32. No centro da questão in casu localiza-se o artigo 22.º do EBF, que estabelece um regime consideravelmente mais favorável do que o regime geral de tributação em IRC, visto que, nos termos do seu n.º 3, não considera os rendimentos referidos nos artigos 5.º, 8.º e 10.º do CIRS (v.g. juros, dividendos, rendas, mais-valias) para efeitos do apuramento do lucro tributável – exceto quando esses rendimentos provenham de entidades com residência ou domicílio em país, território ou região sujeito a um regime fiscal claramente mais favorável constante de lista aprovada em portaria do membro do Governo responsável pela área das finanças –, os gastos ligados àqueles rendimentos ou previstos no artigo 23.º-A do CIRC, bem como os rendimentos, incluindo os descontos, e gastos relativos a comissões de gestão e outras comissões que revertam para as entidades referidas no n.º 1 e a isenção de derramas estadual e municipal. O n.°10 do mesmo artigo dispensa as empresas que distribuem dividendos aos OIC da obrigação correspondente de reter e de entregar esse imposto à Fazenda Pública.
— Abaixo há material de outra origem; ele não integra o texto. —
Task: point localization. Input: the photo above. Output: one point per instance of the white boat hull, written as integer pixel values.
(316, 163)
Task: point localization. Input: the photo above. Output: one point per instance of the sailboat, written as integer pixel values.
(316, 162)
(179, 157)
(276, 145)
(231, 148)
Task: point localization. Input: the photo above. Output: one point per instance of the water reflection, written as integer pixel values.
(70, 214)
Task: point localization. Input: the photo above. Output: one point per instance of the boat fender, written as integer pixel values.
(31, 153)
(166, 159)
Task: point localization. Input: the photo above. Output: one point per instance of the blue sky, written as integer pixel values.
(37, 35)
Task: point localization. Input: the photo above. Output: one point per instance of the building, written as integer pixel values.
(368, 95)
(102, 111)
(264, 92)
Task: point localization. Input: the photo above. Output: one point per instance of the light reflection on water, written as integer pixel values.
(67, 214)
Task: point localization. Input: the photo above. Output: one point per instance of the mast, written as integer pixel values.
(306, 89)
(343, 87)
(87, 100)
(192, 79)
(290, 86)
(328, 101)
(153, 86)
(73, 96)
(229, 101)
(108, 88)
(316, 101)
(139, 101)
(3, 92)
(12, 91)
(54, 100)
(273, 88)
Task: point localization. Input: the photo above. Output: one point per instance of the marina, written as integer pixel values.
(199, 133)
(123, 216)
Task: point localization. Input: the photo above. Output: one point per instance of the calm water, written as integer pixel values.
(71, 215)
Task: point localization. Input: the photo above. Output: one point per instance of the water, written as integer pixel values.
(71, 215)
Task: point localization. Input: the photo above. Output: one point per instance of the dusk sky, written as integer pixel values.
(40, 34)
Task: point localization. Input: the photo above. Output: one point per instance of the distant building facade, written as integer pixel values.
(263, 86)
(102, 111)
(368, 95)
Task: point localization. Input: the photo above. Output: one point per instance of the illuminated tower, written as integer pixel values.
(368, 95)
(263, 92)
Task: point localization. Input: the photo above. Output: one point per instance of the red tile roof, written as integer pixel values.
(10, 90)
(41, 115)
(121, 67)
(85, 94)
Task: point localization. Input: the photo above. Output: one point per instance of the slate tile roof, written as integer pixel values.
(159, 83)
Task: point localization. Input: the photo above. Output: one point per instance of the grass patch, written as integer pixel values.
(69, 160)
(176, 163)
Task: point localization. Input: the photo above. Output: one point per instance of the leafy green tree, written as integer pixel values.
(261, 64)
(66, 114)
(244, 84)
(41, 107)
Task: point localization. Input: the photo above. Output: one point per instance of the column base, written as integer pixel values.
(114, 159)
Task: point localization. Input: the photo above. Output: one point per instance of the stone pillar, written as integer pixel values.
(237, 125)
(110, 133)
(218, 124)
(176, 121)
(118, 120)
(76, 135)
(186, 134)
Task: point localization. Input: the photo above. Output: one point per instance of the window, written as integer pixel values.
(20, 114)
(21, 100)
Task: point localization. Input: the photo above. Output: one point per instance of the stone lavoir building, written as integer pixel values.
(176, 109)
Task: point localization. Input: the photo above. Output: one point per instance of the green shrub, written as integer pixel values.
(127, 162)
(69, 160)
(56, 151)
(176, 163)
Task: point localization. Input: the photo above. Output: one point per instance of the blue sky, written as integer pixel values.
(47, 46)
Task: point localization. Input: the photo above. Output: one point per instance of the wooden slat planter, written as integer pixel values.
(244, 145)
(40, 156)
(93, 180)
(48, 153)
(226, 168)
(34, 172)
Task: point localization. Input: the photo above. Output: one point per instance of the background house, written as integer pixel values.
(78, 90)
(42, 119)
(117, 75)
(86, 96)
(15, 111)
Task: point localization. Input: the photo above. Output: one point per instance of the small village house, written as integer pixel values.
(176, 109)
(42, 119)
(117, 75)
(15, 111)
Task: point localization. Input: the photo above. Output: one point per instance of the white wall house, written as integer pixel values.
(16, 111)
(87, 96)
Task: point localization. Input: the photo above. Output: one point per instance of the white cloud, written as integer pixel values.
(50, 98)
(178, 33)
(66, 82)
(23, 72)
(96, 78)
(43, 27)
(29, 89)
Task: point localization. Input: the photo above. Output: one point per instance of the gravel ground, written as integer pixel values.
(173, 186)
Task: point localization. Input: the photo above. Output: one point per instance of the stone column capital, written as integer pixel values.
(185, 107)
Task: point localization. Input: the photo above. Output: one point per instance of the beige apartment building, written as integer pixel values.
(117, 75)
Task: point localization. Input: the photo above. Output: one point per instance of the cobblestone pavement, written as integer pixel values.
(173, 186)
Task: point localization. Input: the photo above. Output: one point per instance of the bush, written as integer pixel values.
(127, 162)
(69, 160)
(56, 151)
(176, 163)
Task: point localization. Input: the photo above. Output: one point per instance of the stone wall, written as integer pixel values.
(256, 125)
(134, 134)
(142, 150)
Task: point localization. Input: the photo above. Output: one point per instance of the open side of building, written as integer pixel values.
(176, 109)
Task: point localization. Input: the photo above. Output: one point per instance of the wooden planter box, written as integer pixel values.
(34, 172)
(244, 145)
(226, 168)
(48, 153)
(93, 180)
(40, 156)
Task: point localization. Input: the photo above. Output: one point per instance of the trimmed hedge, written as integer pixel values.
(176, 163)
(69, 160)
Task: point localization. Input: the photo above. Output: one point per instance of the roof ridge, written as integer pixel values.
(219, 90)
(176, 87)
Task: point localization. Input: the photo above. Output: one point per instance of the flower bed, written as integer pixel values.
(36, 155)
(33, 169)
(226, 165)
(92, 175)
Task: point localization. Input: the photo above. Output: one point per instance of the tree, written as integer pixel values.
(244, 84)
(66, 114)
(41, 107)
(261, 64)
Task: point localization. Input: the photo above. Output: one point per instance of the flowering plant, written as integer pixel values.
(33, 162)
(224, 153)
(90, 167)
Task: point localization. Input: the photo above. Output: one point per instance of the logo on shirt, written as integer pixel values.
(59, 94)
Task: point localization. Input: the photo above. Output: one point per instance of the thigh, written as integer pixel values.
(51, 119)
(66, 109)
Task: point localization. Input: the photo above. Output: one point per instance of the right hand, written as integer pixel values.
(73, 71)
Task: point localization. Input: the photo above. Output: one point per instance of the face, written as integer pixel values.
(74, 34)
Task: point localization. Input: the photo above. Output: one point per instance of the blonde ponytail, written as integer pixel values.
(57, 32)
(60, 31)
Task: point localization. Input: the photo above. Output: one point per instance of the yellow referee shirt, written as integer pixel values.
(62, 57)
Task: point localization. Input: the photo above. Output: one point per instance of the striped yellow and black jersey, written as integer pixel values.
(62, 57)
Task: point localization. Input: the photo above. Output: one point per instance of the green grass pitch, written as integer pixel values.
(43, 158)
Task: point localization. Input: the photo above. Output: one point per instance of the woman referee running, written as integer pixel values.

33. Em rigor, os dividendos pagos à Requerente estariam, em princípio, igualmente isentos de imposto. No entanto, a isenção foi afastada, nos termos do n.° 3 do artigo 14.° do CIRC, pelo facto de o Requerente não estar sujeita ao imposto sobre as sociedades no Estado de residência de maneira a assegurar uma tributação mínima dos rendimentos de dividendos obtidos por pessoas coletivas residentes no estrangeiro.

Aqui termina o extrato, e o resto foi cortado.